A long, long time ago (well, 1999 but lately last week feels like a long, long time ago), Brad Pitt appeared on the cover of Rolling Stone. This was not surprising as he was (and remains today) one of the biggest celebrities in the world. What made this significant was that he was wearing a dress. The interview showed Pitt in other dresses and on one hand, yes, it was a celebrity possibly trying to be “shocking” (OMG A BOY IN A DRESS) but he also talked about how comfortable dresses were and that he predicted that men would be wearing skirts in the future.
I’M STILL WAITING, BRAD.
Of course I know now that no one will ever “let” me wear what I want, and even if it becomes, well, not acceptable but perhaps less weird for a boy to wear a dress it won’t be in my lifetime.

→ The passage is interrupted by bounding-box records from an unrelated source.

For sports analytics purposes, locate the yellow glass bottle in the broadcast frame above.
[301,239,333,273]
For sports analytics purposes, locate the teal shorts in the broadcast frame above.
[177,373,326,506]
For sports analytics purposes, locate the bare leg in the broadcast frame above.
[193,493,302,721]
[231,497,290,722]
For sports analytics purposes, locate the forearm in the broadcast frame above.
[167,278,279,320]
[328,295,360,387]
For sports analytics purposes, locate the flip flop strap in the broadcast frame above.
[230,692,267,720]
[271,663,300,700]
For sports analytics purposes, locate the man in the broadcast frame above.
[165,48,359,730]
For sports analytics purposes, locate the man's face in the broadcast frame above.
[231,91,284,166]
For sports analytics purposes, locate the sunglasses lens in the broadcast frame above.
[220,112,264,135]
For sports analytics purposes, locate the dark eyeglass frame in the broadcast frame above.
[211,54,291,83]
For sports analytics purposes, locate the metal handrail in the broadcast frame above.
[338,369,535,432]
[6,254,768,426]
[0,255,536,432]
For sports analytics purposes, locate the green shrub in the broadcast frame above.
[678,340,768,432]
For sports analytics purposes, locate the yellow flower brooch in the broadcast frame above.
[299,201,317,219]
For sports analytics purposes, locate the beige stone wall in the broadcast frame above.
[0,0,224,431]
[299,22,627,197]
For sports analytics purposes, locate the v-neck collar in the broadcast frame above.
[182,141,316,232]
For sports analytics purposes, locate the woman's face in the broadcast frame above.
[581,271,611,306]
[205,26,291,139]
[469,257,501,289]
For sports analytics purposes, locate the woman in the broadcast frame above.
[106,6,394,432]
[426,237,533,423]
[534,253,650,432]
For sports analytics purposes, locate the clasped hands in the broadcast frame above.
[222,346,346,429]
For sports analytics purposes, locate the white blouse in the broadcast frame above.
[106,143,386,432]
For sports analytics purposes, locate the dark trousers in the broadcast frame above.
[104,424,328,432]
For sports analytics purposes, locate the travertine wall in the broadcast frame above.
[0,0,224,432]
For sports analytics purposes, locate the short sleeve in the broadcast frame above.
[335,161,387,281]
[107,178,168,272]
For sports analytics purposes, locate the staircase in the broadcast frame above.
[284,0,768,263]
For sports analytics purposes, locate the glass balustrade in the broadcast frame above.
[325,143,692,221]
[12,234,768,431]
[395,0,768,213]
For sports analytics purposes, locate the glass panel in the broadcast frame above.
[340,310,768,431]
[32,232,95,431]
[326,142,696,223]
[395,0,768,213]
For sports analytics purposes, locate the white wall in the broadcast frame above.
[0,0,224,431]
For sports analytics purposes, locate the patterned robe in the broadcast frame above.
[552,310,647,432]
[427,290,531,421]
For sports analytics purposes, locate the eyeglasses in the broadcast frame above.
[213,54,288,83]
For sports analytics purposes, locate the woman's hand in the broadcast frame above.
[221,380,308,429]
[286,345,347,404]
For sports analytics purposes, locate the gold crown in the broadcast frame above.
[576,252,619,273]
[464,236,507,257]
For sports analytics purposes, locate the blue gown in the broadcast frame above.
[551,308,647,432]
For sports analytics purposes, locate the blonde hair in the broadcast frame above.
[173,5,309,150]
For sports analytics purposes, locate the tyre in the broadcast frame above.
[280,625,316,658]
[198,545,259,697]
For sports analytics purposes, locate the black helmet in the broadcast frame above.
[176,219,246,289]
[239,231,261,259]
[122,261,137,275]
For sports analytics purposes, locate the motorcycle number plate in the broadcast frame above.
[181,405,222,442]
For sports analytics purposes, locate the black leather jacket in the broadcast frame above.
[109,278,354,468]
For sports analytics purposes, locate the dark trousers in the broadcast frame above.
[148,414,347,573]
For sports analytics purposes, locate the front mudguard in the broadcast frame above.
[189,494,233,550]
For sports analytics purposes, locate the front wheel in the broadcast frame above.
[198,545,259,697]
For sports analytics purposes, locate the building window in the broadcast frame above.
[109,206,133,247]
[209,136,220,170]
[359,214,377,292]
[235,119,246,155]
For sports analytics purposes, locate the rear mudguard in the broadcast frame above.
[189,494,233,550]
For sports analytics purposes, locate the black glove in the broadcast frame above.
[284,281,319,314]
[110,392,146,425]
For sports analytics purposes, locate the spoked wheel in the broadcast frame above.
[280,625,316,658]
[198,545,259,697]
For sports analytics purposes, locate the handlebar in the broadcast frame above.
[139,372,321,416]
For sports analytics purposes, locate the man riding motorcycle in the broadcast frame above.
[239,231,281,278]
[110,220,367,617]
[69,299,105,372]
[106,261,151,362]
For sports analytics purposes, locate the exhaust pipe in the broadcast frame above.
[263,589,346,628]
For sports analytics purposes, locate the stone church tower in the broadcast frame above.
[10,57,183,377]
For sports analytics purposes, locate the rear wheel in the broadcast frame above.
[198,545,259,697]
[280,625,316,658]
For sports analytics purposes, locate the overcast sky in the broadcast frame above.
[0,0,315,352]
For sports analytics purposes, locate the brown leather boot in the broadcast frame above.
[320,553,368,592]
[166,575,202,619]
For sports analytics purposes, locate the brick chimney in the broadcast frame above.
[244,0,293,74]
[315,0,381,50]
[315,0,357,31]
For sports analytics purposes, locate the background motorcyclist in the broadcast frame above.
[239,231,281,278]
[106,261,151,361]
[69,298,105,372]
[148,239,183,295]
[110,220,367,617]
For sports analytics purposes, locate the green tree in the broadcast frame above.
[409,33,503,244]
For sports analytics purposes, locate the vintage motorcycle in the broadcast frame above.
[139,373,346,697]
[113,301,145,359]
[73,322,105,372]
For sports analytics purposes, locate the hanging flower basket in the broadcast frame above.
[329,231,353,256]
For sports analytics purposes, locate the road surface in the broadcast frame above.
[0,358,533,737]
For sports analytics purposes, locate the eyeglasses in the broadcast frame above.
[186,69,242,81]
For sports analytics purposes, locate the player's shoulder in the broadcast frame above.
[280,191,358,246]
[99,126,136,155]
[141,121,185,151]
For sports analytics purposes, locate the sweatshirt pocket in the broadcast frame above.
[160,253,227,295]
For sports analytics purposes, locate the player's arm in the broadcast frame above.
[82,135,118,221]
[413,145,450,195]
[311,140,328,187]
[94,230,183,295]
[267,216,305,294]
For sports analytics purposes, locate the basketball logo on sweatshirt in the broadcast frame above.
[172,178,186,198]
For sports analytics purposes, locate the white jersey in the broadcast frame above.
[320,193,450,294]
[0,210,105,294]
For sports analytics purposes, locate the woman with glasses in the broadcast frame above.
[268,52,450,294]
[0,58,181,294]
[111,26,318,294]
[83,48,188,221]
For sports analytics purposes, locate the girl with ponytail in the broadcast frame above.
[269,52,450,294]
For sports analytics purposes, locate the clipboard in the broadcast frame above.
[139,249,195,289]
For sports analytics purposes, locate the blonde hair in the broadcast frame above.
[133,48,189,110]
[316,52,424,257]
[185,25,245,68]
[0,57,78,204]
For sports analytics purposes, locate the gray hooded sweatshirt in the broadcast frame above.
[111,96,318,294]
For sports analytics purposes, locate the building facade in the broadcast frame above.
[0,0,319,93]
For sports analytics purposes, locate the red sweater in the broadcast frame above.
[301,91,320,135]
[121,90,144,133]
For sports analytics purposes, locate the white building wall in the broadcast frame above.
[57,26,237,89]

But at the time I was thrilled. Perhaps a little naive or insanely optimistic but when I was 24 I thought perhaps it WOULD be acceptable for me to wear a skirt. Not presenting en femme mind you, but me in boy mode wearing a skirt. I had hoped that surely the biggest, manliest actor in the world would help shake off the taboo that people with my anatomy would be allowed to wear a certain piece of fabric. But of course this didn’t happen. But it’s not his fault. Even if he wore a skirt every day for the rest of his life it probably still wouldn’t change the world.
But the world doesn’t need to change (and it won’t) for you or me to be “allowed” to wear a skirt or whatever else we want to wear. It’s never going to be okay.
There’s no question I love love love all things femme when it comes to clothes. I present as either boy or girl as someone who is bi-gender. But even presenting as a boy I am likely wearing something femme even if it’s just underdressing. I sleep in a nightgown, I wear leggings in boy mode, sometimes I have painted toenails. Would I wear a skirt in boy mode? Of course I would.
So, why don’t I? I could and I do at home, but why not running errands? I don’t know. I suppose I wouldn’t want to be seen or recognized. I am more nervous about being seen in boy mode wearing a skirt than being seen en femme. I am less recognizable as Hannah, I think. I also don’t want the attention as a boy. In some ways it’s more common to see a t-girl at the store than seeing a boy in a skirt.
I started to think about all this the other day when the new issue of Vogue came out. On the cover we have one of the biggest celebrities in the world… and he’s wearing a dress. Harry Styles is rocking a pretty amazing gown and it looks so fun to wear. As expected social media blew up and took sides. One side is all about support and recognizing that clothes are just clothes, the other side talks about how men should be manly or whatever.
I don’t want to say I am more cynical than I was in 1999, but I didn’t have the same sense of optimism that I did back then. I mean, YES, part of me was hoping that maybe this time, this cover would slowly start the gears turning to shifting the genderization of fabric and colors but realistically it won’t.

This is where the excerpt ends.